Parler avec bienveillance, de manière directe et explicite
VM : Vous êtes dans un métier réputé difficile : comment faîtes-vous pour attirer des talents, recruter et garder ces talents ?
VJ : Je fais beaucoup de communication, notamment sur les réseaux sociaux. J’ai, je pense, cette compétence de savoir échanger avec les personnes, et au sein du groupe il y a beaucoup de jeunes qui parlent de l’entreprise à l’extérieur : cela fait la meilleure publicité. Le bouche-à-oreille est notre meilleure communication. Et on doit encore s’améliorer, par exemple sur l’accueil, sur le respect de la personne humaine. Par exemple émettre des critiques sur quelqu’un, sans le dire directement à la personne concernée. La formation nous pose la question “comment vous aimeriez que l’on vous parle ?” Justement avec bienveillance, de manière directe, explicite, comme cela est mis en avant par les formateurs de la Discipline Interactifs.
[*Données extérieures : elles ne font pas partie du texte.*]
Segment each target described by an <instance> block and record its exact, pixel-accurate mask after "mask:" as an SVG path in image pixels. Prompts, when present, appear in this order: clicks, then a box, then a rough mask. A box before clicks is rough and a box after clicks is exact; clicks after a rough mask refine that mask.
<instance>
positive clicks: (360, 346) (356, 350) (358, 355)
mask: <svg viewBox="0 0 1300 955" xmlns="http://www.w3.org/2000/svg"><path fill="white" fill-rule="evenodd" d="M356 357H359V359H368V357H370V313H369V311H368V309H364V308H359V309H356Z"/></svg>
VM : Effectivement, savoir dire les choses, ça s’apprend. De sorte qu’on ose plus souvent dire ce que l’on a besoin ou envie de dire à ses interlocuteurs. En quelques mots, comment résumerais-tu la valeur que la Discipline Interactifs a pour toi, pour ton entreprise, tes équipes ?
VJ : Gagner du temps avec le respect de la personne humaine, et en même temps aimer les gens. Parce qu’on dit les choses avec vérité, quand on exprime son besoin, dans le travail, dans un couple, en apprenant à se connaître mieux, on apprend à mieux s’entourer de personnes compétentes et complémentaires à nous, et ça nous apprend à mieux communiquer, en disant clairement “j’ai besoin de telle chose”. Avec en face la réponse claire de la personne : “je peux te le donner, ou pas.” Cela, c’est gagner du temps. Et en apprenant à se connaître, on apprend à s’entourer de personnes qui ne sont pas nocives ou toxiques, en tout cas pour moi.
VM : Merci beaucoup Valérie pour ce moment d’échange.
VJ : Merci également, j’ai passé un super moment à échanger avec toi. Comme je dis souvent avec ce proverbe africain que j’ai revisité : “L’homme seul va plus vite, avec la femme il va plus loin”. Ce proverbe correspond bien à nos deux entreprises.